Carney met with representatives from each of the state’s higher education institutions to discuss the rising cost of education and how to better prepare students and their families for the expense of college.
“I think the starting point is that all the institutions in Delaware, all the higher education institutions are aware of the problem and the challenge of keeping costs down, that is just going to increase over the next several years,” said Carney. “I think we’ve got to find a better way. We have to think out of the box a little more about how we structure federal policy so it encourages that.”
College costs have gone up 570 percent over the past 30 years, twice as fast as health care costs and four times the median household income.
Delaware’s higher education leaders said they’ve tried to keep tuition rate growth to a minimum, but are also faced with the continuing costs of updating campuses with the appropriate facilities and technology to accommodate students.
Many of the institutions also expressed that a majority of students are the first in their families to attend college and the experience can be overwhelming for families. Carney said one of the challenges is finding an effective way to help families plan for the financial commitment of higher education.

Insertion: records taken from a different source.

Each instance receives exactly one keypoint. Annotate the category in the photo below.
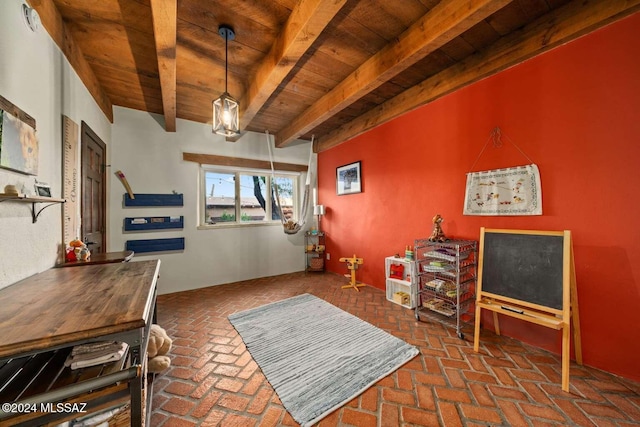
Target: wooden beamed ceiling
(329, 68)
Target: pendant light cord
(226, 60)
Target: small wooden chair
(352, 265)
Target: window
(235, 196)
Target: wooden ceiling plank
(165, 18)
(552, 30)
(212, 159)
(437, 27)
(306, 22)
(57, 29)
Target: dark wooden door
(93, 173)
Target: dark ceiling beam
(549, 31)
(55, 26)
(165, 18)
(444, 22)
(307, 21)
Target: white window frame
(237, 171)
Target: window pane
(220, 196)
(286, 191)
(253, 197)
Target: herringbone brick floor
(213, 381)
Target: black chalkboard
(526, 267)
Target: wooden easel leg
(566, 336)
(476, 334)
(575, 314)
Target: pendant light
(226, 120)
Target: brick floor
(213, 381)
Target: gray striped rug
(316, 356)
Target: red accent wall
(575, 112)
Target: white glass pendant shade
(226, 116)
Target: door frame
(85, 133)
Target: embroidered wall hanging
(511, 191)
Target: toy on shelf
(437, 235)
(352, 265)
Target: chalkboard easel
(530, 275)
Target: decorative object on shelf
(352, 265)
(509, 191)
(42, 189)
(400, 278)
(437, 235)
(318, 211)
(31, 18)
(11, 190)
(79, 249)
(396, 271)
(226, 114)
(18, 139)
(408, 253)
(349, 179)
(125, 183)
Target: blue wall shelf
(153, 223)
(155, 245)
(154, 200)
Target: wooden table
(63, 307)
(101, 258)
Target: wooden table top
(64, 305)
(102, 258)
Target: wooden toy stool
(352, 265)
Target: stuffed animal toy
(159, 345)
(437, 235)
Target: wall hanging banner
(511, 191)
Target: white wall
(152, 161)
(35, 76)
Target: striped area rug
(316, 356)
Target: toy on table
(352, 265)
(157, 349)
(77, 251)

“The other thing I think that’s important is better communication- what we call making it worth it- so called value propositions so that families and students understand where their course of study is taking them, whether there’s going to be a job for them after graduation and how much that job is going to pay and is it going to enable them to be able to pay for their student loans,” said Carney.
He said there are several programs that are already going in the right direction, such as allowing students to earn college credit in high school and allowing students to transfer from a two-year college to a four-year university.
“We heard today about the colleges and universities making college credit available for high school students and these joint programs,” explained Carney. “That enables those students to get through four years at a lower cost.”
The total U.S. student loan debt recently hit $1 trillion, surpassing the total owed on both auto loans and credit card debt, which could mean more student loans defaults on the horizon.
“I’ve heard among some of my colleagues in Congress the idea of writing down some of that student loan. I think that’s a very slippery slope. I think we need to be careful about that. We need to do a better job of educating students and families about those financial commitments. There are limits in terms of the fed loans that are available. We certainly don’t want to be encouraging defaults. I think we’re going to get into that just by virtue of, the numbers don’t work with some of these student loan commitments that people have.”
Last month, Carney met with high school representatives as part of a series of higher education discussions he has planned.
The meeting comes at the same time as President Barack Obama is hosting a college affordability speaking tour in New York and Pennsylvania.